Abstract
Two types of diets were used: one, containing casein as the protein, and being adequate for normal growth; the other, having gliadin as the protein, sufficing for maintenance but not for growth. Both foods provided 5.3 Cals. per gram and were identical in their composition except for the difference in quality of the protein.
White rats of similar ages were employed. A standard tissue damage (liver necrosis) was induced by subcutaneous injection of 1 c.c. sterile mineral oil containing 0.15 c.c. chloroform per 100 grams body weight, which had been previously determined to be the maximum non-lethal dose. The animals were killed at definite intervals, a control rat on standard food together with an experimental rat on gliadin food.
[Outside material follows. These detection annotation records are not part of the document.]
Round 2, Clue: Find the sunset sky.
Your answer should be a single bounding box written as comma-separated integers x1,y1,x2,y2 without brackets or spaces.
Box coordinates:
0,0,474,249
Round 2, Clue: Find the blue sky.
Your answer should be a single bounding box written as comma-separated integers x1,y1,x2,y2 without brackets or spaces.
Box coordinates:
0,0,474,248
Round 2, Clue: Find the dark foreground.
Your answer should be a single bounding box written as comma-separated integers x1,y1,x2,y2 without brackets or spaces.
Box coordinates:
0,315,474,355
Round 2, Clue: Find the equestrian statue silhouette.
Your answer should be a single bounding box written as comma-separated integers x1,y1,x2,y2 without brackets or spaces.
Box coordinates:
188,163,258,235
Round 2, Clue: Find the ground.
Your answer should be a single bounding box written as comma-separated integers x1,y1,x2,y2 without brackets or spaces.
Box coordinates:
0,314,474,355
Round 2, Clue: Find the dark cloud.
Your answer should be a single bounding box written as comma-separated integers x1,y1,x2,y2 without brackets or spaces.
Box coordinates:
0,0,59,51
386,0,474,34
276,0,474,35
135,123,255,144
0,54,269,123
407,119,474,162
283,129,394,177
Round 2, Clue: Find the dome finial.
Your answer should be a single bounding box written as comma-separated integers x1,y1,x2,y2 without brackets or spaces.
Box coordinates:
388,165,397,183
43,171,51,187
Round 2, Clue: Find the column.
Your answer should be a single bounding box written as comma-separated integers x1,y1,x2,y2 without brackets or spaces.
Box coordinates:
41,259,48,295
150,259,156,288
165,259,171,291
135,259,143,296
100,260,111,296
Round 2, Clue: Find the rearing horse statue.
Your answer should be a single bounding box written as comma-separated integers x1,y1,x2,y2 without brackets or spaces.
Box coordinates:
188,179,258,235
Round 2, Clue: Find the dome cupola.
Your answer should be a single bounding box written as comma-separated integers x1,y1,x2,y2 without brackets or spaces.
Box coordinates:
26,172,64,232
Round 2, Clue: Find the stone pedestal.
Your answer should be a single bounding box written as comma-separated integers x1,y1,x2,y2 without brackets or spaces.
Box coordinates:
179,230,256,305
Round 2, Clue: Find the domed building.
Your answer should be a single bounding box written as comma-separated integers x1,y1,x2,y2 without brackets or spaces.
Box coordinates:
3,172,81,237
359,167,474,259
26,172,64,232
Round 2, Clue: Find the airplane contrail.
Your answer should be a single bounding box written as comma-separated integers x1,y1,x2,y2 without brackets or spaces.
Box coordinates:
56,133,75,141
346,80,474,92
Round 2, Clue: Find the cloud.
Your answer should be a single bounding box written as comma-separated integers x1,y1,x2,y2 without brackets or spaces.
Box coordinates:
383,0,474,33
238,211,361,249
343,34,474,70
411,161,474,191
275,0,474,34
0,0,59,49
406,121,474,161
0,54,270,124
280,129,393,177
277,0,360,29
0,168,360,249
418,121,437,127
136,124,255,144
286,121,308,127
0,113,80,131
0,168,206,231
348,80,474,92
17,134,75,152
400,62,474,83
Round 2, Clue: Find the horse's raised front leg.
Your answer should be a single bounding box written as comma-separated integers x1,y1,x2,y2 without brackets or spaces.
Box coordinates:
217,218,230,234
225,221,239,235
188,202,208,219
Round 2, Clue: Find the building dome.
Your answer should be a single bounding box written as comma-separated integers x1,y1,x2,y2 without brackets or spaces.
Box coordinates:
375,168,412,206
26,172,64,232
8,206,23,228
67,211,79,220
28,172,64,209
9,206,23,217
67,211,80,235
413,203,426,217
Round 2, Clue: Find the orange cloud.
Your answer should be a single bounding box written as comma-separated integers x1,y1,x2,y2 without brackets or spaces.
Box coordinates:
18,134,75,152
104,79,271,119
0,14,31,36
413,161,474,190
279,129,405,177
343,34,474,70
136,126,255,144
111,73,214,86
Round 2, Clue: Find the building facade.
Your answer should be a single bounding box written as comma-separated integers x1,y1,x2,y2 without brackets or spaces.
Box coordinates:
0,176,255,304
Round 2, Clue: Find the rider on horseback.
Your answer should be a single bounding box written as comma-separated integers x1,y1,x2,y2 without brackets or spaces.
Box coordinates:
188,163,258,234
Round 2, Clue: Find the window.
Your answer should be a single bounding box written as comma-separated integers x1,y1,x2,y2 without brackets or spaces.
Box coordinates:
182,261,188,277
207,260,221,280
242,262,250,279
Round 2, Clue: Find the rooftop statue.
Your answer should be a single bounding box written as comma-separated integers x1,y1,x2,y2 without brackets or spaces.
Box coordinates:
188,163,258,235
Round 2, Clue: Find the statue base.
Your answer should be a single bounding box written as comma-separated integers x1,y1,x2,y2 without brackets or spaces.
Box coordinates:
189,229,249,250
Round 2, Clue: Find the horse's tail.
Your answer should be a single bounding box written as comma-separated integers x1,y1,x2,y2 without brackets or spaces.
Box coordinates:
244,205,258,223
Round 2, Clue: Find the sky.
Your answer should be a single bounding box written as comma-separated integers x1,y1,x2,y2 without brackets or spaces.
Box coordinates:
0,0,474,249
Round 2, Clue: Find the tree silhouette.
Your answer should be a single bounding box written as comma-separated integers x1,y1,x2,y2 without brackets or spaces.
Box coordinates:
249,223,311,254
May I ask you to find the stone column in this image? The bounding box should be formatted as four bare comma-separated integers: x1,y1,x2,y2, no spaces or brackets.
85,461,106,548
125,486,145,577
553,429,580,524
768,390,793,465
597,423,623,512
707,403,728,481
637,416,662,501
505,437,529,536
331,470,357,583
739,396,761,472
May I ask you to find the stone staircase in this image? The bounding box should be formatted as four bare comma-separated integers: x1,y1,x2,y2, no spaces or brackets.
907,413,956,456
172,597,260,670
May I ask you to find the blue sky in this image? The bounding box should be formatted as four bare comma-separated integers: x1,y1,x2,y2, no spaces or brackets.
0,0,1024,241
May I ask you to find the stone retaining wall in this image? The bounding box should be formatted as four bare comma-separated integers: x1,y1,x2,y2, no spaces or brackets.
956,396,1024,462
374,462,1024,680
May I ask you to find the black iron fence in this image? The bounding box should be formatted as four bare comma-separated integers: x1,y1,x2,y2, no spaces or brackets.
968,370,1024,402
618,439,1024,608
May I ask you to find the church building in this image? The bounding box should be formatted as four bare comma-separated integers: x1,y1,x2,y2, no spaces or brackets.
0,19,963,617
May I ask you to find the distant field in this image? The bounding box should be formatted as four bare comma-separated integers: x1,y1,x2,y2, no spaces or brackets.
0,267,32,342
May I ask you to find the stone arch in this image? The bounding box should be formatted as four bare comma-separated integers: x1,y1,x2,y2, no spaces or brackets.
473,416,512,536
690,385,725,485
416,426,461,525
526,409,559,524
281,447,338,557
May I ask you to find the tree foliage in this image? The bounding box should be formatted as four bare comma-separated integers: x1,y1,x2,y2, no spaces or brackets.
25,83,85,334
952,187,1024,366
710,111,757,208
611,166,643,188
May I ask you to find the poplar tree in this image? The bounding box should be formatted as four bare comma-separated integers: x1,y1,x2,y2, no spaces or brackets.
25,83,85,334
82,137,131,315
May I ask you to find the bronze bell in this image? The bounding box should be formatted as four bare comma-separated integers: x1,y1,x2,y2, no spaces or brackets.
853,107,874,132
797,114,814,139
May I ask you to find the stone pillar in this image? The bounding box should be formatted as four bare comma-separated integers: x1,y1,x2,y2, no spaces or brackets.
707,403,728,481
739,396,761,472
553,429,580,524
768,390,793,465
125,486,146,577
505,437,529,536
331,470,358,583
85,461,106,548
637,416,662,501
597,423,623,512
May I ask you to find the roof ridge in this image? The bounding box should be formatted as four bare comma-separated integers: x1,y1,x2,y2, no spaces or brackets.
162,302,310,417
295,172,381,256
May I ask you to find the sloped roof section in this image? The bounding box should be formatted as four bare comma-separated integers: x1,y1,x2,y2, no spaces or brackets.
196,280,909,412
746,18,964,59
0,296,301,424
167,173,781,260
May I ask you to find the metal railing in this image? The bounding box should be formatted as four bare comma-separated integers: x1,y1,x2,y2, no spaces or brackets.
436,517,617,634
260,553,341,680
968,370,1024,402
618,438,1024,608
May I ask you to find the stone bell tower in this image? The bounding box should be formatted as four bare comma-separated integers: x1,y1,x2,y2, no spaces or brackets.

This procedure produces a necrosis of the liver cells around the central vein of the lobule appearing at its maximum 24 to 48 hours after the injection. In both series of rats there occurs an early mobilization of leucocytes and clearing away of the cellular debris with a simultaneous initiation of regeneration from the uninjured cells at the periphery of the lobule. The process of repair is most active at about 72 hours after the injection in both series. At 120 to 148 hours the regeneration is apparently complete and the liver is histologically normal.
The rate of procedure of the repair, so far as we have been able to observe, is the same for both groups of animals. This fact raises the question as to the possibility of such repair involving, as it does, tissue reconstruction upon the gliadin fooda diet upon which general body growth is impossible. A discussion of the application of these results to the theories of intermediary protein metabolism will be reserved for a later publication.